Abundan piezas de Marx Arriaga, “defensor del obradorismo”, quien, desde su puesto en la SEP, dirigió la empresa de los nuevos libros de texto, donde, además de denigrar al mestizo, plasmó la idea comunalista.

En los tiempos dorados del nacionalismo revolucionario se exaltaba a los héroes patrios y se hablaba de las maravillas del pasado azteca y de Cuauhtémoc, el joven héroe a la altura de la historia. Sin embargo, coexistía un racismo sutil en el que las minorías étnicas (indios en el lenguaje de la época; hoy, pueblos originarios) eran ciudadanos de segunda clase, despreciados e ignorados en sus derechos. La visión nacionalista del Estado ignoraba la realidad pluricultural de México.

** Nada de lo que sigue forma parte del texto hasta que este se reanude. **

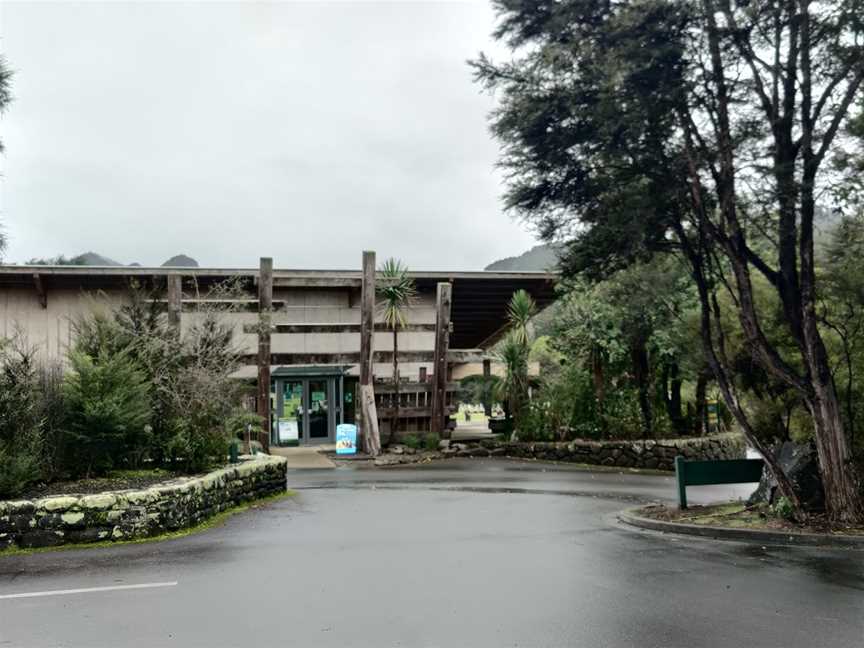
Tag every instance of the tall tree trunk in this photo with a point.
(639, 355)
(672, 397)
(395, 423)
(700, 423)
(598, 377)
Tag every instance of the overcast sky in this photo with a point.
(303, 131)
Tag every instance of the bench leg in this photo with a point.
(682, 483)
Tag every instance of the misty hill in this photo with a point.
(88, 258)
(180, 261)
(92, 258)
(95, 259)
(538, 258)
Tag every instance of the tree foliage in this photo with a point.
(707, 129)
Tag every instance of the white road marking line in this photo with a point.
(87, 590)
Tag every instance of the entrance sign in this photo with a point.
(288, 430)
(346, 438)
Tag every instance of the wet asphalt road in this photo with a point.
(463, 553)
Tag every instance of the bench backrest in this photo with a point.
(703, 473)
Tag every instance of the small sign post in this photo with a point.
(346, 438)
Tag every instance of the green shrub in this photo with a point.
(21, 420)
(239, 420)
(783, 509)
(108, 411)
(412, 441)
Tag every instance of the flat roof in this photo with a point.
(478, 310)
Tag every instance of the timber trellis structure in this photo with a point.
(290, 324)
(422, 405)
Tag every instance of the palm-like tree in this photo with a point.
(514, 350)
(5, 100)
(396, 292)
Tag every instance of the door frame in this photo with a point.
(334, 380)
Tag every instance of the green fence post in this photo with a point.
(680, 476)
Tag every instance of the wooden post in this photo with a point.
(41, 293)
(369, 425)
(175, 300)
(487, 396)
(265, 308)
(442, 345)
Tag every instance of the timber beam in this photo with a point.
(41, 293)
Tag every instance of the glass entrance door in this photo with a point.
(306, 410)
(290, 409)
(319, 410)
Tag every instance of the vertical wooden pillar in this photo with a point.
(442, 344)
(487, 396)
(369, 424)
(175, 300)
(265, 308)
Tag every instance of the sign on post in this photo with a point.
(346, 438)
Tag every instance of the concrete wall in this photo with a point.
(50, 329)
(125, 515)
(476, 369)
(653, 454)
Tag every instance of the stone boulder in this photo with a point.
(801, 463)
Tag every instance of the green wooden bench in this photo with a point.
(704, 473)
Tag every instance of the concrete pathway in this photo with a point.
(303, 457)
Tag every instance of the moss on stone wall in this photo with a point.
(124, 515)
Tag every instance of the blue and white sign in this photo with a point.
(346, 438)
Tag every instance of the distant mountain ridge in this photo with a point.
(95, 259)
(180, 261)
(540, 258)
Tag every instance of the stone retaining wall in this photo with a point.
(657, 454)
(124, 515)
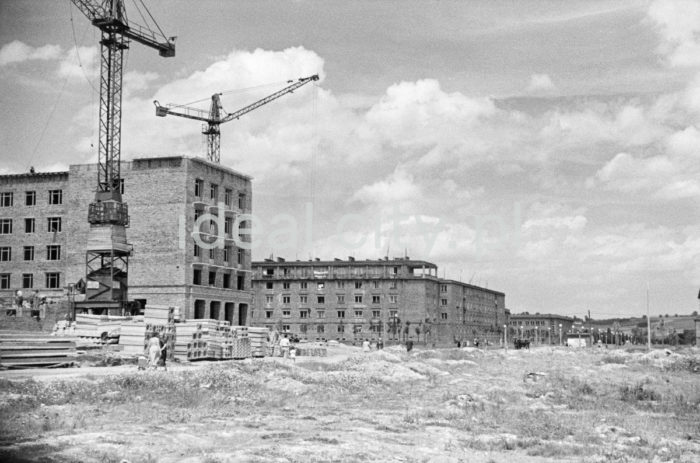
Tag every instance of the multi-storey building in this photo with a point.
(185, 216)
(540, 328)
(352, 300)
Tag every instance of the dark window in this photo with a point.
(53, 280)
(5, 226)
(55, 196)
(54, 224)
(6, 199)
(53, 252)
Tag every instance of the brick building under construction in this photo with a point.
(44, 230)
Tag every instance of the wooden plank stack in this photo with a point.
(258, 340)
(27, 350)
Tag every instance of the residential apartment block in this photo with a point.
(352, 300)
(174, 204)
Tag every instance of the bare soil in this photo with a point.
(444, 405)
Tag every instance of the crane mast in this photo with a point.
(107, 256)
(214, 117)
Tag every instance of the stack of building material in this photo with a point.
(27, 350)
(98, 326)
(132, 337)
(258, 340)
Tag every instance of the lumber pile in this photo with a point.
(94, 326)
(27, 350)
(258, 340)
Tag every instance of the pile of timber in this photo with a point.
(28, 350)
(98, 326)
(258, 340)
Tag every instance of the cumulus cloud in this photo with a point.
(18, 52)
(678, 24)
(540, 83)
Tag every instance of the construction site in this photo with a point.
(136, 324)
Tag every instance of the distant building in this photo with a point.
(43, 234)
(540, 328)
(393, 300)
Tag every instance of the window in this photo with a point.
(53, 280)
(55, 196)
(53, 252)
(6, 199)
(5, 226)
(54, 224)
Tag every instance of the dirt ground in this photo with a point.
(442, 405)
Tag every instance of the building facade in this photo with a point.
(352, 300)
(540, 328)
(185, 216)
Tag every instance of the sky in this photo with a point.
(546, 149)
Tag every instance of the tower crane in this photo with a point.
(217, 116)
(107, 256)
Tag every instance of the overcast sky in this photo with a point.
(546, 149)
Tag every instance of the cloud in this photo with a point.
(678, 24)
(18, 52)
(540, 83)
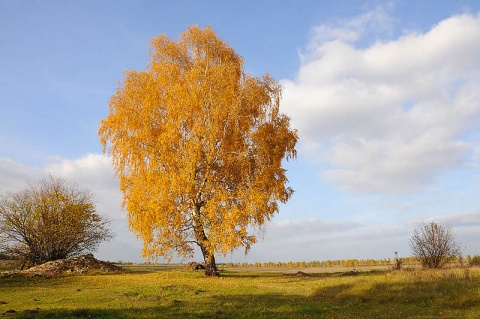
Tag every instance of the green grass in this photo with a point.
(171, 293)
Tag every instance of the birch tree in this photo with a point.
(198, 145)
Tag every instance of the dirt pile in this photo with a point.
(194, 266)
(79, 264)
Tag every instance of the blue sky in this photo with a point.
(384, 95)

A pesar de ese contexto, había preocupación por las minorías. Un grupo de intelectuales ligados al gobierno comenzó a producir literatura antropológica, arqueológica y lingüística que aportó elementos al indigenismo del Estado posrevolucionario. En 1948, los afanes de esos pensadores tuvieron eco y Miguel Alemán fundó el Instituto Nacional Indigenista.

El gobierno de Carlos Salinas de Gortari, con la reforma constitucional al artículo 4 de 1992, reconoció por primera vez el carácter pluricultural de México, sustentado originalmente en sus pueblos indígenas. En el gobierno de Vicente Fox, la idea de pluriculturalidad se incorporó en el artículo 2. Empezó con un tono nacionalista: “La nación mexicana es única e indivisible”. Estos fueron gobiernos que la cuatroté califica de neoliberales. Empero, la reforma al artículo 2 de 2024, la última que firmó Andrés Manuel López Obrador, ratificó esa oración. Añadió la frase “basada en la grandeza de sus pueblos y culturas”. Una frase digna de cualquier populismo.

El siguiente párrafo de ese artículo definió, en 2001, que México es una nación pluricultural. Pudiera decirse que los gobiernos que la cuatroté desprecia por ser neoliberales, no sólo abrieron la economía, también ampliaron el catálogo de derechos, incluidos los derechos humanos. Además, sembraron ideas de un nacionalismo multicultural que, en la norma, reimagina la identidad nacional, al convertir la diversidad cultural en un aspecto valioso de la pertenencia política. Esa visión ofreció una alternativa al nacionalismo étnico y patriótico.

A partir de la década de los 80, el nacionalismo revolucionario, tanto en la norma como en lo simbólico, disminuyó su peso en la política educativa, aunque los líderes del Sindicato Nacional de Trabajadores de la Educación lo mantuvieron en la retórica. No obstante, los gobiernos del PRI primero y del PAN después impulsaron leyes contra la discriminación y por los derechos poliétnicos, así como la integración de las culturas minoritarias en la narrativa nacional a través del reconocimiento oficial, disculpas y eventos culturales.

Aunque a pasos lentos, la política educativa introdujo nociones del pluralismo cultural. La SEP, aunque en pequeña escala, elaboró libros de texto en algunos de los idiomas de los 68 pueblos originarios. El gobierno de Vicente Fox dio un salto e instituyó la Coordinación General de Educación Intercultural y Bilingüe y el Subsistema de Universidades Interculturales.

La narrativa de la cuatroté en la elaboración de los nuevos libros de texto, si bien introdujo la cultura de los pueblos afromexicanos, de manera sutil regresa al nacionalismo étnico, con énfasis en el comunalismo. Esto entra en conflicto con valores liberales como los derechos individuales y la igualdad universal, pues pone la comunidad por encima de la autonomía individual. Abundan piezas de Marx Arriaga, “defensor del obradorismo”, quien, desde su puesto en la SEP, dirigió la empresa de los nuevos libros de texto, donde, además de denigrar al mestizo, plasmó la idea comunalista.

Ese proyecto no sólo quería terminar con el legado de la reforma del gobierno de Enrique Peña Nieto y de “los gobiernos neoliberales”, también con toda la herencia cultural de la Revolución mexicana y del mestizaje, a pesar del culto a los héroes y heroínas idealizados por el gobierno.

Sospecho que la SEP modificará los libros de texto con discreción y a paso lerdo, aunque seguirá rindiendo pleitesía a López Obrador. No obstante, ya se experimenta un incremento en la tolerancia a los docentes que utilizan los libros anteriores. En esos textos, aunque el pluriculturalismo no es la idea principal, sí tiene espacios dignos.